"There won't be no private talk about you, Ida May," snorted the captain, his keen eyes sparkling. "Not much! If he's got anything to say to your aunt and me, he's got to say it in your hearing."
The elder was a tall and bony man with a stiff brush of gray beard and bushy hair to match, which seemed as uncompromising as his doctrinal discourses in the pulpit. He was an old-fashioned preacher, but not wholly an old-fashioned thinker.
Sheila had thought, on the few occasions when she had met him away from his pulpit, that there was an undercurrent of humanity in him quite equal to that in Cap'n Ira Ball, but his personal appearance and rather gruff manner made it difficult for one to be sure of the measure of his tenderness.
How Elder Minnett appeared in the sick room or in the house of sorrow, she did not know. She could not very well imagine his being tender at any time with the sinner at whom he thundered from the pulpit. Secretly she trembled at the old clergyman's approach.
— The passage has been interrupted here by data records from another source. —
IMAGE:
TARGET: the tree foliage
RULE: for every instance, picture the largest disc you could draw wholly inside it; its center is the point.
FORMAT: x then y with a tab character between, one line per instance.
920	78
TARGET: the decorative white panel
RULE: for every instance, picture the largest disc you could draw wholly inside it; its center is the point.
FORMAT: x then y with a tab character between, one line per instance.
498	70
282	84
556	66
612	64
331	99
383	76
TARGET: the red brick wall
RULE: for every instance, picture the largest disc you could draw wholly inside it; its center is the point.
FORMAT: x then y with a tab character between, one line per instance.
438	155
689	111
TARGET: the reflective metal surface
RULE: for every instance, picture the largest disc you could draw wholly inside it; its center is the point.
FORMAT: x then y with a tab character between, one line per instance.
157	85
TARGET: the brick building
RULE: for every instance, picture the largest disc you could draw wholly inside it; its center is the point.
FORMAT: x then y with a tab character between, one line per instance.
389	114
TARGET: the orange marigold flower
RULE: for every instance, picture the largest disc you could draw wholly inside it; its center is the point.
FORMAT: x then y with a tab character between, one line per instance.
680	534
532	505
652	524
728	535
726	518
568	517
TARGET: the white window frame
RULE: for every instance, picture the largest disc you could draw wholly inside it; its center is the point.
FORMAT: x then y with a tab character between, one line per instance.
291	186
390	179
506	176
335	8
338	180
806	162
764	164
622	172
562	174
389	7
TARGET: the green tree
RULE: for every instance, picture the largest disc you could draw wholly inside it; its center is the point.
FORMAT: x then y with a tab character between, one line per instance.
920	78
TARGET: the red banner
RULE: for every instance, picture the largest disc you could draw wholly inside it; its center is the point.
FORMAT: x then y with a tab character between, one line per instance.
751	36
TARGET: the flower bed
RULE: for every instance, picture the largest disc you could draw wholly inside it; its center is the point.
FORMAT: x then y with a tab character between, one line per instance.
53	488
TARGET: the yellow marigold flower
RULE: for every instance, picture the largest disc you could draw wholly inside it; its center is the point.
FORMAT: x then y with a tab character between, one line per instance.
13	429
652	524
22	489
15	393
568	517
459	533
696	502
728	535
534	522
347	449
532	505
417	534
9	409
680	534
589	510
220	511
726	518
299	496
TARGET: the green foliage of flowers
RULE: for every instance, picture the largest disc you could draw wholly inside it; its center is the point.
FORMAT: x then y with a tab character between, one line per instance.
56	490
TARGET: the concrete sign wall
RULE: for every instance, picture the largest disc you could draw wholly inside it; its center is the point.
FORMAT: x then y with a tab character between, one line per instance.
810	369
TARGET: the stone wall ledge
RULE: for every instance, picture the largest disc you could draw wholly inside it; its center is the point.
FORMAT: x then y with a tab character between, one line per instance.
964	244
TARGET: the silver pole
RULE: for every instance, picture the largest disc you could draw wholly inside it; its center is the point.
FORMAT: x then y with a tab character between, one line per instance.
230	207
"Well, Elder!" was the warm greeting of Prudence at the front door when the rattling automobile came to a wheezing halt before the gate. "Do tell! Ira said he see you coming up the road, and I was determined you shouldn't drive by without speaking. Do come in."
"I propose to, Sister Ball," was the grim-lipped reply.
He came into the house and took the proffered chair in the sitting room. They spoke of the weather, of the tide, and of the clam harvest. The farm crops back of Big Wreck Cove did not interest Cap'n Ira.
"Well," said the elder finally, clearing his throat, "I've come up here on an errand you can possibly guess, Cap'n Ira and Sister Ball."
"Maybe we can and maybe we can't," observed the captain with a countenance quite as wooden as the elder himself displayed.
"I come on behalf of that young woman who was here to see you the other day."